The purchase of 12 trains from France’s Alstom could be expanded to 16 trains, Evolyn said in a statement.
“It would be the first time, after 30 years of Eurostar’s monopoly, that a competitor has entered the market,” an Evolyn spokesperson told Reuters.
Alstom, whose shares have recently plunged after a cash warning from a slowdown in orders, said in an e-mail that it “confirms being in discussions with Evolyn,”.
The maker of France’s iconic TGV train did not however provide further details.

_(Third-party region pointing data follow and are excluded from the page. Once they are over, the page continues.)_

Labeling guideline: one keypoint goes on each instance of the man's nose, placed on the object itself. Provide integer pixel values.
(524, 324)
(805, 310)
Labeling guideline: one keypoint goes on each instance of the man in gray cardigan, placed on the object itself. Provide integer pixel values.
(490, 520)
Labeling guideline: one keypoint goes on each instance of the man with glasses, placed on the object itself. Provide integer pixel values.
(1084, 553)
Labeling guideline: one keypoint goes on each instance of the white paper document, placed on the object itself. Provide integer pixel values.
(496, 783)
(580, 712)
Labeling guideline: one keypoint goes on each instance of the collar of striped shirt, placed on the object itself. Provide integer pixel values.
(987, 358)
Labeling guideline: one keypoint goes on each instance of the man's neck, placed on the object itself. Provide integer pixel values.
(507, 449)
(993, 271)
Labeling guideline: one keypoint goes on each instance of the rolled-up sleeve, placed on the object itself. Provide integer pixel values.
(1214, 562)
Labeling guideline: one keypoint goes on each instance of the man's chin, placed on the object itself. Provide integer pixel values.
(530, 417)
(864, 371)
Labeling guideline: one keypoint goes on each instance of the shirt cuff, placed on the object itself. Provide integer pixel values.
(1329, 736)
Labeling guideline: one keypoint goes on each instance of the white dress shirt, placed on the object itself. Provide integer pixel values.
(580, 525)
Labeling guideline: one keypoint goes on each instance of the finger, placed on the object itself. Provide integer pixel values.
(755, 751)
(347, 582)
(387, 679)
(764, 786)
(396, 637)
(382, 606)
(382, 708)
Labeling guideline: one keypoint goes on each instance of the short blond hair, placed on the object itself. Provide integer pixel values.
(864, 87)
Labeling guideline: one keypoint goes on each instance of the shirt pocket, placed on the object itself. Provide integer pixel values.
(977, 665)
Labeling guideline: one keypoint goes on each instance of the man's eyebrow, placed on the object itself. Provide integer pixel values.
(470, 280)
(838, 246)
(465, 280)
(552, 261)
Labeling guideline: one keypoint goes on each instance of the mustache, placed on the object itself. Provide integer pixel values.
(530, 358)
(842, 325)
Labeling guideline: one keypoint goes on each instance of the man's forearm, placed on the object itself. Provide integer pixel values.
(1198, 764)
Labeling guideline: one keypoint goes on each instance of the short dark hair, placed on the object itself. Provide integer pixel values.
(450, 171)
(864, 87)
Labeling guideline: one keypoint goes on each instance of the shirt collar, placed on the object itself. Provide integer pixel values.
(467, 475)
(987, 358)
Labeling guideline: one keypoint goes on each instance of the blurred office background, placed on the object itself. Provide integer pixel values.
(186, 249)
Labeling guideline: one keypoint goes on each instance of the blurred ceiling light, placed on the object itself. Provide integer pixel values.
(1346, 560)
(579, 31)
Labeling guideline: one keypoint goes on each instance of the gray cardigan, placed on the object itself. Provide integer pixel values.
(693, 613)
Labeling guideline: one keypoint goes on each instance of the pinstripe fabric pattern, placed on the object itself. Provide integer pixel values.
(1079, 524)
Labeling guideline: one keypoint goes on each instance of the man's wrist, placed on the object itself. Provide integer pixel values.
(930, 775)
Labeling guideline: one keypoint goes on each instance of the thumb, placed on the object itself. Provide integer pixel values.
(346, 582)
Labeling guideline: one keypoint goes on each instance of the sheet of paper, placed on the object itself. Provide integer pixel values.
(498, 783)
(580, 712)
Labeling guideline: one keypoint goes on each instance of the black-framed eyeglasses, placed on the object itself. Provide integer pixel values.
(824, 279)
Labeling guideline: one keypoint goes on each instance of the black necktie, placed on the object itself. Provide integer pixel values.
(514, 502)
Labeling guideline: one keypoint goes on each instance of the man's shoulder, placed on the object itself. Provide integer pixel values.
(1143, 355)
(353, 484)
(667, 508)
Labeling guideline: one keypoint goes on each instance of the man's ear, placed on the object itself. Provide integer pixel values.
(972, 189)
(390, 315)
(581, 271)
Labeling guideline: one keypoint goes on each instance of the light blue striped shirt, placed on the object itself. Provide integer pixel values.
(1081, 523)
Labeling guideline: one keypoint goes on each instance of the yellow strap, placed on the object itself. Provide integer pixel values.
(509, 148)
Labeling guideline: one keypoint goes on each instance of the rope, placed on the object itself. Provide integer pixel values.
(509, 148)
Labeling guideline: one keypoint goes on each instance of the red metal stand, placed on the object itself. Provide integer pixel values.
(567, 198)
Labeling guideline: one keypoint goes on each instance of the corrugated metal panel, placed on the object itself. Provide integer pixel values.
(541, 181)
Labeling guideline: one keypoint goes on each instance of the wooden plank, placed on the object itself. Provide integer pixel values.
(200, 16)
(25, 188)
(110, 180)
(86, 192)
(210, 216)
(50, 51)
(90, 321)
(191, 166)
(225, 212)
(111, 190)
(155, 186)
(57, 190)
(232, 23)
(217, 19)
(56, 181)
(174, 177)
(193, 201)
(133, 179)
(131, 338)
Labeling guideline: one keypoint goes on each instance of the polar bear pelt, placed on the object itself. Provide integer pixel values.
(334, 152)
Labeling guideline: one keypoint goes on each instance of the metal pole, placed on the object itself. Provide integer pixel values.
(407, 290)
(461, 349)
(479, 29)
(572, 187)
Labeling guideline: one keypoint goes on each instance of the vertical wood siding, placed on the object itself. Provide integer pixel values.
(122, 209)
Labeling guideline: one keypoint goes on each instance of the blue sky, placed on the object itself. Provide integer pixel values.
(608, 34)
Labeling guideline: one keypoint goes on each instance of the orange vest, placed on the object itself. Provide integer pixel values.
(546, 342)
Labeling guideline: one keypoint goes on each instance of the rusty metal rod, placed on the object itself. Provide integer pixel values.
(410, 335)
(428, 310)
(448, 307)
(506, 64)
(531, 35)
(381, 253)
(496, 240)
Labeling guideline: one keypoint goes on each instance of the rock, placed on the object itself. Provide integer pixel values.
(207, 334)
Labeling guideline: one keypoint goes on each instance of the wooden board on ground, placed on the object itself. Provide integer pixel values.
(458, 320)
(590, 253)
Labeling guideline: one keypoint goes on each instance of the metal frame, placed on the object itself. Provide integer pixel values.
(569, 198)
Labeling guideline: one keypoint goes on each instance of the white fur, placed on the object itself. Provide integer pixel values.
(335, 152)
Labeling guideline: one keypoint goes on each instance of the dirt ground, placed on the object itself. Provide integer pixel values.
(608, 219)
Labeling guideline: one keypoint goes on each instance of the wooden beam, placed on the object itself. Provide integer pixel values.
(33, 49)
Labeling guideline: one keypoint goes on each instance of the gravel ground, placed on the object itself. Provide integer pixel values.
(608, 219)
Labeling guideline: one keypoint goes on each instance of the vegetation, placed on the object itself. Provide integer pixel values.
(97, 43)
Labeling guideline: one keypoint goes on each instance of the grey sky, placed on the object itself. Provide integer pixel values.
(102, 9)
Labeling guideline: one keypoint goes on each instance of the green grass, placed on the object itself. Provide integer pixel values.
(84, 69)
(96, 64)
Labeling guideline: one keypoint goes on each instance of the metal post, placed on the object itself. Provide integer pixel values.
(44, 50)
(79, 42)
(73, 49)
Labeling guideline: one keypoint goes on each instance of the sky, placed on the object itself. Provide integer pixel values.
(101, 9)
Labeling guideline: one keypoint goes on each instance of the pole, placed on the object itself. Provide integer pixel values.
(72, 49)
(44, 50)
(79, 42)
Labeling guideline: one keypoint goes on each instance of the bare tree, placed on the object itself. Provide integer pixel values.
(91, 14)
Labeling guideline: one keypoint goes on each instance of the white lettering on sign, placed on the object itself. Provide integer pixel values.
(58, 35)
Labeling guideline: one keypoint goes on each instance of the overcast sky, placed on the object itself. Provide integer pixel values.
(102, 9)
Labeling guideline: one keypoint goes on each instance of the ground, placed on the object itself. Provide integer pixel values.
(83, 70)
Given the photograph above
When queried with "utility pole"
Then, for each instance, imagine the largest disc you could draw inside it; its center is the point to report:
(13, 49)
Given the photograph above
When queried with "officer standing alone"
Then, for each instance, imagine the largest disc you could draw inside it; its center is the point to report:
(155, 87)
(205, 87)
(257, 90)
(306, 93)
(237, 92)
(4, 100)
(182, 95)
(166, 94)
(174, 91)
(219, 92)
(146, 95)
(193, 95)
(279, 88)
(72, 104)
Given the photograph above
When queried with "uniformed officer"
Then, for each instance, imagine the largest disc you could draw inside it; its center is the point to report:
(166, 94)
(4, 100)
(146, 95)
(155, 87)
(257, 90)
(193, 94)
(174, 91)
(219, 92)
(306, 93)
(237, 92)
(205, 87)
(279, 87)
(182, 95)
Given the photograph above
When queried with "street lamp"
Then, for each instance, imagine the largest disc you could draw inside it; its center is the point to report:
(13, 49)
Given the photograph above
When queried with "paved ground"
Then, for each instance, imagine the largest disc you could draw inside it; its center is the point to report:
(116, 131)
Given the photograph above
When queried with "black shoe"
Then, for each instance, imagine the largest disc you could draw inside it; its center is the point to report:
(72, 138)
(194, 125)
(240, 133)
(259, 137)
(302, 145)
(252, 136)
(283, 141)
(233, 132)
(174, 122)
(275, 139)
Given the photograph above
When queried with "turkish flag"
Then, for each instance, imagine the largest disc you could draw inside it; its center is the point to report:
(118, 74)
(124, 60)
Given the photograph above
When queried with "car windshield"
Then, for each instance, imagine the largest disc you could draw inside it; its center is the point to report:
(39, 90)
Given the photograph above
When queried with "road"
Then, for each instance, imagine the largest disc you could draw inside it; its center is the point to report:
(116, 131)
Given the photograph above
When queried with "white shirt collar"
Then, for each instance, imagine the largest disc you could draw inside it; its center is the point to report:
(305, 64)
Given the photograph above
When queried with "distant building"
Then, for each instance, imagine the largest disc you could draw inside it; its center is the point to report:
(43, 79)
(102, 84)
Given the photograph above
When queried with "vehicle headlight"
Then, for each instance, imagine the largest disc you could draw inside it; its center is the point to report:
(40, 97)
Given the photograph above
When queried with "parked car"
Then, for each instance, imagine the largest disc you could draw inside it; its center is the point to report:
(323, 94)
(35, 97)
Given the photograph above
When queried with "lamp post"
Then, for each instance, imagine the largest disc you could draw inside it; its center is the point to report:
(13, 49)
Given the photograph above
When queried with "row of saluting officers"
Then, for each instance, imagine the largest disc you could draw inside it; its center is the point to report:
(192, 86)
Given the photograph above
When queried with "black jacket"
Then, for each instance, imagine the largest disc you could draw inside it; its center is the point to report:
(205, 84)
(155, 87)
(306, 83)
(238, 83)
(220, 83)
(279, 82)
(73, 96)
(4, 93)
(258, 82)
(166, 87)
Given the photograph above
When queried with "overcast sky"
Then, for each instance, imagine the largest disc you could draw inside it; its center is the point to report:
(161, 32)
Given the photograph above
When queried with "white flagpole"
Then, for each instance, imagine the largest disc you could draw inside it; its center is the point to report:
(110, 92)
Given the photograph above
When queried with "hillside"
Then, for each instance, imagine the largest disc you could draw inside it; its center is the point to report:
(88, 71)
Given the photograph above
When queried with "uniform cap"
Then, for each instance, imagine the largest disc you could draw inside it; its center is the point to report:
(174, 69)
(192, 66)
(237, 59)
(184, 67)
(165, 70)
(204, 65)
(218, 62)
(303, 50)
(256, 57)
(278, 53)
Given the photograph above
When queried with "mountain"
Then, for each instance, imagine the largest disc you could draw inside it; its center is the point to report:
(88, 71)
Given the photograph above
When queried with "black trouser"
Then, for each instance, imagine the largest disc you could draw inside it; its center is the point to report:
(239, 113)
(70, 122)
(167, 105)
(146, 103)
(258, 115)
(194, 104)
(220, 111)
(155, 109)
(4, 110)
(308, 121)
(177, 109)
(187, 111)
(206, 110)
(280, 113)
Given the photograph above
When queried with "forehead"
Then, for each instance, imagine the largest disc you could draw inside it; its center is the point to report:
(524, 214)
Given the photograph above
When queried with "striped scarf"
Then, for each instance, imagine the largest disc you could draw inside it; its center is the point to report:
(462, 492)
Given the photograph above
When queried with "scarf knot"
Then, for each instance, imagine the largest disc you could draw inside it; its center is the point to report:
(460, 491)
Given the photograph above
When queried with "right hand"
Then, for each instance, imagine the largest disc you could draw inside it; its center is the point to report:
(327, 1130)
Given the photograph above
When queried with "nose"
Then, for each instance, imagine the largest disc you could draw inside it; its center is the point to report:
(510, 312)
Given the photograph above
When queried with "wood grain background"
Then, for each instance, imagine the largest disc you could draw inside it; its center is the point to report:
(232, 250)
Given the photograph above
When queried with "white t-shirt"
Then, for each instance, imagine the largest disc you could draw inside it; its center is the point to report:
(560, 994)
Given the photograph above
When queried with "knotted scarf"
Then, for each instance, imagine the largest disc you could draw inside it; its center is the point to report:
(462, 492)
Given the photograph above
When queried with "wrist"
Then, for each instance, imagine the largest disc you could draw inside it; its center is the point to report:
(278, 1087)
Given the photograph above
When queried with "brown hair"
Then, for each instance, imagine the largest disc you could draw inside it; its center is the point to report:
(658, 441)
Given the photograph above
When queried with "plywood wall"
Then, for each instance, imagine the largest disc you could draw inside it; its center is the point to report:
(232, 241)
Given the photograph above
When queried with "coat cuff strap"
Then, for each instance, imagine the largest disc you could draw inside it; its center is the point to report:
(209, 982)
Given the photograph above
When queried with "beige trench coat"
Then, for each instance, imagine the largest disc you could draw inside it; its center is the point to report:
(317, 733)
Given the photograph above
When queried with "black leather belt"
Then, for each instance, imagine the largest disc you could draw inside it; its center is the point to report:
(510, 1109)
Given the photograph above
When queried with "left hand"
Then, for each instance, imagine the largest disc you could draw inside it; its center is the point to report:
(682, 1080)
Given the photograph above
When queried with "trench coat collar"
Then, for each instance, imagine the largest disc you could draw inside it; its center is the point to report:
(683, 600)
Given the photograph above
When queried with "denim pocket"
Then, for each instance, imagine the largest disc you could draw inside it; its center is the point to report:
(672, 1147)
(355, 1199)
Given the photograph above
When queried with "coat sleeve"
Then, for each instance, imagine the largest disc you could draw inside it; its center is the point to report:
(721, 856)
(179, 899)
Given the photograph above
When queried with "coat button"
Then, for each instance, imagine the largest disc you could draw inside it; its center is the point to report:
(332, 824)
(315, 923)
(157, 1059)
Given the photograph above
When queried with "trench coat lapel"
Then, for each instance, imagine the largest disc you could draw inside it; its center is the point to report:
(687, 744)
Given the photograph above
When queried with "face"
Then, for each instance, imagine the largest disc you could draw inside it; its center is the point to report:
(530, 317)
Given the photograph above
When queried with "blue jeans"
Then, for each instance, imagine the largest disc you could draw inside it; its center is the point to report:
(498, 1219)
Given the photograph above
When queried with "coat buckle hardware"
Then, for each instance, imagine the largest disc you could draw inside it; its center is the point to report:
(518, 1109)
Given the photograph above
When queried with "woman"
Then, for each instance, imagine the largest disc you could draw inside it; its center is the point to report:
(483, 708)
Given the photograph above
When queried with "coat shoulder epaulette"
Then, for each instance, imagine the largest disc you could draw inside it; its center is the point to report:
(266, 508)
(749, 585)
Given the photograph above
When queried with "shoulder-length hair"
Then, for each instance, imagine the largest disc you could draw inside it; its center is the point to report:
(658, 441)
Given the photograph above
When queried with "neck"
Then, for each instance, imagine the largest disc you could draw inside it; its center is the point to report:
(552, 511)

The total investment in the Evolyn project is 1 billion pounds ($1.23 billion), Evolyn said in a statement, adding the trains are expected to start running in 2025, with the service in full operation in 2026.
“The owners or shareholders of this consortium are French and British partners, both industrialists and investment funds, as well as financiers, and long-standing railway professionals, and international funds interested in the project,” a spokesperson for Evolyn told Reuters on Wednesday.
It did not specify who exactly the project’s investors were, and what their participation is, as this is pending finalization.
Eurostar runs a lucrative business connecting London and mainland Europe via high-speed rail, having made a record core profit of 332 million euros ($352.48 million) for 2022. The company said in June that its London-Netherlands route has seen passenger volumes more than double when compared to pre-pandemic levels.
Media had reported that Spanish industrialist family Cosmen, an investor in coach and train company Mobico – formerly National Express – was one of the investors.
Mobico told Reuters in an e-mail on Wednesday that it was not part of the consortium.
Getlink, the French operator of transport infrastructure in the underwater Channel Tunnel, did not immediately respond to a request for comment.